The golden archipelago

Shearwater

par Jérôme Florio le 30/03/2010

Note: 8.5    

Déçus par "Rook" (2008), pourtant généralement très bien accueilli, on approche "The golden archipelago" avec circonspection.

Shearwater est un groupe qui a beaucoup changé : on mesure combien "Winged life" (2005) était le résultat d'une collaboration entre Will Sheff (Okkervil River) et Jonathan Meiburg. Après le départ de Sheff, à l'écriture brillante mais plus conventionnelle, Meiburg s'est retrouvé naturellement libre de ses mouvements. Cela a donné "Palo Santo"(2006) qui s'éloignait ostensiblement des canons rock et folk (on citait alors Talk Talk, Mark Hollis). "Rook" tentait de creuser le sillon, mais avec des chansons plus faibles qui tenaient mal le grand écart entre emphase et recueillement. Avec le recul, "Rook" apparaît comme le maillon faible de leur discographie.
Présenté comme étant dans la continuité musicale et graphique de "Rook", "The golden archipelago" laissait donc craindre une aggravation des faiblesses de ce dernier. Premier contact : le visuel, en effet cohérent avec celui de "Rook", est clairement inspiré du romantisme gothique de "L'île des morts" (fin 19e) du peintre suisse Arnold Böcklin.





Ce n'est pas la première référence picturale que Jonathan Meiburg utilise : on se rappelle de "La dame à la licorne" – titre d'ouverture de "Palo santo" et célèbre tapisserie du 15e siècle conservée au musée de Cluny à Paris. Rayon rock, on pense aux visuels de Storm Thorgerson pour Pink Floyd ("A momentary lapse of reason", 1987)... ou à "Tubular bells"(1973) de Mike Oldfield (pour la musique aussi, sur "Hidden lakes") .
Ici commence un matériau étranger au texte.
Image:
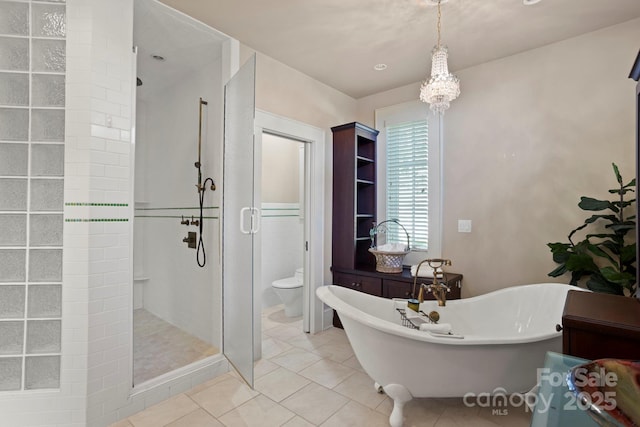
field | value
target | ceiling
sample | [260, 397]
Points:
[338, 42]
[188, 46]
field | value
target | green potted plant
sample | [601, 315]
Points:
[605, 259]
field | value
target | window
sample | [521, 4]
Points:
[409, 176]
[408, 181]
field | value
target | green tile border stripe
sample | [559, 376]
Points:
[172, 216]
[96, 220]
[119, 205]
[176, 209]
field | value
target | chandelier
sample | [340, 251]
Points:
[442, 87]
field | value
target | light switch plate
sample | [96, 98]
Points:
[464, 226]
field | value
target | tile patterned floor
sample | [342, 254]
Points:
[160, 347]
[307, 380]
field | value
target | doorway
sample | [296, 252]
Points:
[312, 139]
[282, 227]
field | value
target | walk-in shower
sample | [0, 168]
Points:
[177, 308]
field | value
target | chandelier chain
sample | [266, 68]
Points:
[439, 17]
Ce sont autant de rapprochements qui font que la pochette de "The golden archipelago" semble déjà datée : donc pas de risque qu'elle le paraisse davantage dans vingt ans ! Seul souci : cela peut annoncer un "concept album" pénible, sur le thème des îles de surcroît... bâillements.

Au bout d'une écoute, on sait que "The golden archipelago" s'avale d'une traite ou pas du tout ! Pour autant, aucun risque d'indigestion, et même on en redemande  : on n'est pas dans la "collection de chansons" typique d'un disque de "singer-songwriter", mais plutôt dans une élaboration pensée, architecturée. A l'heure de la consommation musicale en petites tranches de mp3, sortir un disque qui se rapproche d'un "concept album" n'est pas spécialement dans l'air du temps - voire un peu réac' ? Loin d'un "prog rock" bavard (il y en a du bon aussi... sans doute), les compositions restent concises. Shearwater parvient maintenant à étendre à un disque entier cette succession de moments calmes et intenses qui sont leur marque de fabrique : "The golden archipelago", s'il est pensé par Meiburg, montre un groupe confiant, soudé, en pleine possession de ses moyens.

"Meridian" commence dans leur style caractéristique, d'abord presque chuchoté, puis qui s'achemine doucement vers une plus grande tension... avant la tempête qui éclate sur "Black eyes", avec piano obsessif et rythmique massive (Thor Harris, batteur musical au langage varié). Plus loin la démontée "Corridors" a aussi son lot de zones de turbulences. Jonathan Meiburg semble s'oublier pour se fondre dans la masse sonore créée par le groupe, ce qui n'est pas un mal car sur "Rook" il chantait un peu au-dessus de ses moyens. Shearwater parvient à construire des édifices solides qui reposent sur des fétus de paille : "Landscape at speed" tient debout sur un simple motif de... triangle ! "Runner of the sun" utilise intelligemment un marimba (ou une guitare électrique qui en reproduit le son) comme base, avec une rythmique affirmée et des cordes rafraîchissantes comme une perturbation passagère.

"The golden archipelago" est un disque supérieur à la somme de ses parties (notamment les pauses comme "God made me" ou "Hidden lakes", choix de single pas évident). A la fois lyrique et fin, il assume clairement ses affinités avec un rock presque progressif, mais très porté sur l'émotionnel.